長野県側(特に甲斐駒ヶ岳と木曽駒ヶ岳に挟まれる伊那谷周辺)では、甲斐駒ヶ岳を東駒ヶ岳(ひがしこまがたけ)、木曽駒ヶ岳を西駒ヶ岳と呼ぶ。
南アルプスの山々は、高い標高と大きな山容を持ってはいるが、全般になだらかな稜線を連ねており、鋭角的な姿をした山は多くない。しかも、仙丈ヶ岳など南アルプスの他の多くの山は、前山に阻まれて人里からは間近に見えないことも多い。これに対して、甲斐駒ケ岳は、山梨県側の山麓から一気に2,500 mほどの標高差をもって立ち上がっており、中央本線沿線からもその全貌が望まれる。また、「日本百名山」を記した深田久弥も甲斐駒ヶ岳の項の中で、「甲斐駒ケ岳は名峰である。もし日本の十名山を選べと言われたとしても、私はこの山を落とさないだろう」と述べており、その山容を絶賛している。
さらに、水成岩の山が多い南アルプスの中で、例外的に火成岩である花崗岩から成るため、山肌が夏でも白く望まれることも、駒ヶ岳の個性を際立たせている。
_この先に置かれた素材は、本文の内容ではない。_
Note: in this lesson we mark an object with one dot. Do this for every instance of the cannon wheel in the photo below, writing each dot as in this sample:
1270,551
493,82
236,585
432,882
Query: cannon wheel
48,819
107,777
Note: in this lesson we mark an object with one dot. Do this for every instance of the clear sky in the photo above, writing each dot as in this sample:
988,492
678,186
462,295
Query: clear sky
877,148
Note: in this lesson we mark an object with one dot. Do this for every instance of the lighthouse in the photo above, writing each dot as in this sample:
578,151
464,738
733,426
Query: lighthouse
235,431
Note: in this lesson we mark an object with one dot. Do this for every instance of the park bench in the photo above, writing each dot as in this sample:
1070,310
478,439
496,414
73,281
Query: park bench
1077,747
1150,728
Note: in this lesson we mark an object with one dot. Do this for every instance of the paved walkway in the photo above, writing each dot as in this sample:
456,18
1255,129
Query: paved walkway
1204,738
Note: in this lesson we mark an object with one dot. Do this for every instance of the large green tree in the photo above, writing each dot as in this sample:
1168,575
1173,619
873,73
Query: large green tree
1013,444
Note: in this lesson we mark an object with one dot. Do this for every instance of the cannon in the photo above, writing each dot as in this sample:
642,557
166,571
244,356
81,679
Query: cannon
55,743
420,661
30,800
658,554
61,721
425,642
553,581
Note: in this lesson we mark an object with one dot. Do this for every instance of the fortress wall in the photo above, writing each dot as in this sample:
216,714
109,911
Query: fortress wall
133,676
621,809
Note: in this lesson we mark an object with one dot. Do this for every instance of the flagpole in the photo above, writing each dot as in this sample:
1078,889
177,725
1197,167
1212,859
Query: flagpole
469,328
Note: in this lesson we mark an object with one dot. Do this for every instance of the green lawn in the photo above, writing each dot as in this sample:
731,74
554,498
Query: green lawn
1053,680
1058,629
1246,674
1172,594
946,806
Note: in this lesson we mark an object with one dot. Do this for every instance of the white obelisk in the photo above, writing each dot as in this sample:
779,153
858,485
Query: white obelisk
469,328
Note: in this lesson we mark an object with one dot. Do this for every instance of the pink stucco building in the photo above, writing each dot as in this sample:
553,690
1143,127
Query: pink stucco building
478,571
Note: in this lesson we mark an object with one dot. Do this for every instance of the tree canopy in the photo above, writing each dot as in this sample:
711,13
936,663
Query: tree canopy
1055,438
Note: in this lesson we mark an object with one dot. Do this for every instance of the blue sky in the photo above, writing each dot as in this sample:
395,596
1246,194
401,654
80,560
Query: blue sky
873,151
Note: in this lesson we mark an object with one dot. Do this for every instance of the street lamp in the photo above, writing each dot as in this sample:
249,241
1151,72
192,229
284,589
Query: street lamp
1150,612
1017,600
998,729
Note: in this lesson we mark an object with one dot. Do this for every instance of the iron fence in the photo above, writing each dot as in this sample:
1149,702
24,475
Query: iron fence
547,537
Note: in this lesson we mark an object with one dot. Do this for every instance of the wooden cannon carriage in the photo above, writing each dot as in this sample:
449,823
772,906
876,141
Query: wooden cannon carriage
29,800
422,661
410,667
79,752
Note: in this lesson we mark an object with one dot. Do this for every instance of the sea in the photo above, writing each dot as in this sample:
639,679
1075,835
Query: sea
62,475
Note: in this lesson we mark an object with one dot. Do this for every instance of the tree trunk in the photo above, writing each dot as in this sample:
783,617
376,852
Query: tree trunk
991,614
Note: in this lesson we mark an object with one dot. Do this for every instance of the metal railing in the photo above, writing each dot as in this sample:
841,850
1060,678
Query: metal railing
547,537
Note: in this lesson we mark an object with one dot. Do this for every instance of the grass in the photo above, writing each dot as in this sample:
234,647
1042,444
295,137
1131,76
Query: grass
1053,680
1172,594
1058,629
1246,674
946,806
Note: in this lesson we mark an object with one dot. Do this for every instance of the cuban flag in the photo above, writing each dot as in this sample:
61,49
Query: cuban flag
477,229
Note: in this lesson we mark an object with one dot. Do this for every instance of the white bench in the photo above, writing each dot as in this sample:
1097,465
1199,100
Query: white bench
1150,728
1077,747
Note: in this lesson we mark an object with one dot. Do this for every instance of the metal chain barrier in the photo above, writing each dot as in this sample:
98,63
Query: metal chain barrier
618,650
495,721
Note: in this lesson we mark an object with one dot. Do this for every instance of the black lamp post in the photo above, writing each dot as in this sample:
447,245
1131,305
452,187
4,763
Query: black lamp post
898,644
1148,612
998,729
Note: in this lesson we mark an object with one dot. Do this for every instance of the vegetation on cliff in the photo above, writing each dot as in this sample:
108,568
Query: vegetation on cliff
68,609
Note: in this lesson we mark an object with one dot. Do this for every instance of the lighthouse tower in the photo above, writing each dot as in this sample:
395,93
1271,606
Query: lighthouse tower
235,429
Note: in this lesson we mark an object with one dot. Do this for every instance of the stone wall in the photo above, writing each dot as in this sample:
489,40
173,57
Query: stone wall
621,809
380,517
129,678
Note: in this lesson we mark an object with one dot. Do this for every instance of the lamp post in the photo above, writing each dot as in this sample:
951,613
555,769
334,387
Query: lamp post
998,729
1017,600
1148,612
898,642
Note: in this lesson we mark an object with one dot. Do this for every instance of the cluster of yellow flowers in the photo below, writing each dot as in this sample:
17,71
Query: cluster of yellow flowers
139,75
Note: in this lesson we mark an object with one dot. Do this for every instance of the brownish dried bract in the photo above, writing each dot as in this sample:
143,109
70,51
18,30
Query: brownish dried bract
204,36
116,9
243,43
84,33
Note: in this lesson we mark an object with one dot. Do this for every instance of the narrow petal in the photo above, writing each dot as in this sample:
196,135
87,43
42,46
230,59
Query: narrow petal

このため、甲斐駒ヶ岳は古くから多くの人々に名山として称えられ、詩歌に歌われてきた。作家の宇野浩二はこの山を「山の団十郎」と評し、江戸時代の僧侶海量は、「甲峡に連綿として丘壑(きゅうがく)重なる 雲間に独り秀づ鉄驪(てつり)の峰」とその姿を漢詩に歌っている。
甲斐駒ヶ岳はまた、古くから信仰の対象ともなってきた。山梨県側の山麓の横手・竹宇両集落には駒ヶ岳神社が鎮座しており[6]、そこから山頂にいたる黒戸尾根には現在も不動岩(威力不動尊を祀る)等の信仰にまつわる多くの石碑や石仏が残る。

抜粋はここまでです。